# Battery-powered front light that mounts on front fork like a Dynamo light?



## Greg Smalter (Jul 16, 2005)

I just got a Felt Verza Regency for commuting/grocery getting. One of the compromises is that this bike doesn't come with lights. Easy enough to get - however I really like the Dynamo-style lights that mount where the front brakes mount and end up in front of the head tube, mainly because I think it's way less likely to get stolen than a handlebar quick-release light (and it's annoying to have to take my light with me every time I go into the grocery store) but also because I like the appearance better.
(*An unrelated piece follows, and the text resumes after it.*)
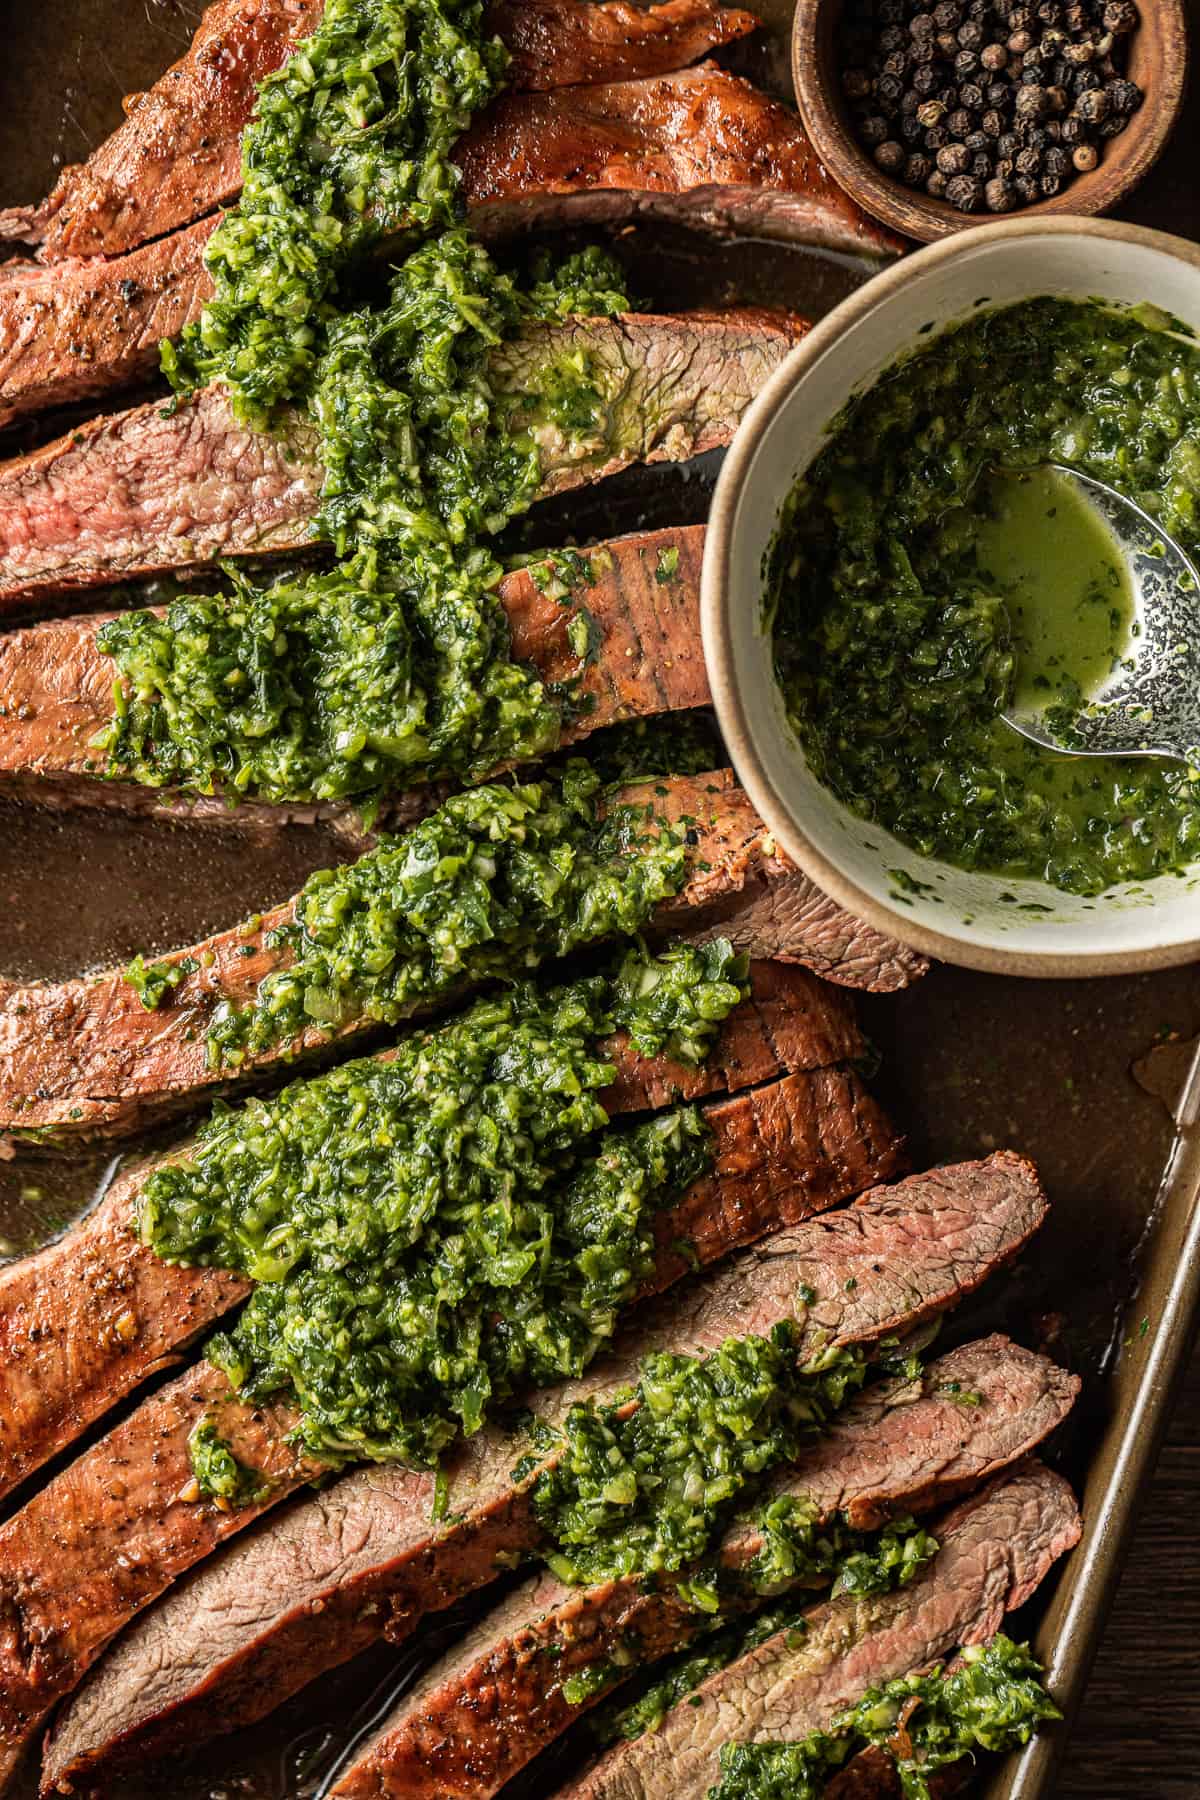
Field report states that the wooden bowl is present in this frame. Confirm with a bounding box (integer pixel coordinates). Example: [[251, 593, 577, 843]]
[[792, 0, 1188, 243]]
In the process of writing this I actually found this light, which is a good example of what I want (I would use the fork-mount option): Torpedo Front Lamp | SOMA Fabrications

.. but it's a 1W light and doesn't even say how many lumens it is. Does anyone have a similar light and a recommended brightness in lumens?

Thanks.


----------



## thatdrewguy (Aug 7, 2009)

Not really too similar but another option if you have eyelets on your fork. I have one of these along with a Lenzyne Powerdrive XL light. Mine puts out a bit more than 1w...
Gino Light Mount from Paul Component Engineering


----------



## InfiniteLoop (Mar 20, 2010)

I think Busch & Muller and Spanninga make battery versions of some of their dyno lites. Personally I'd get a dyno hub and rebuild the front wheel.


----------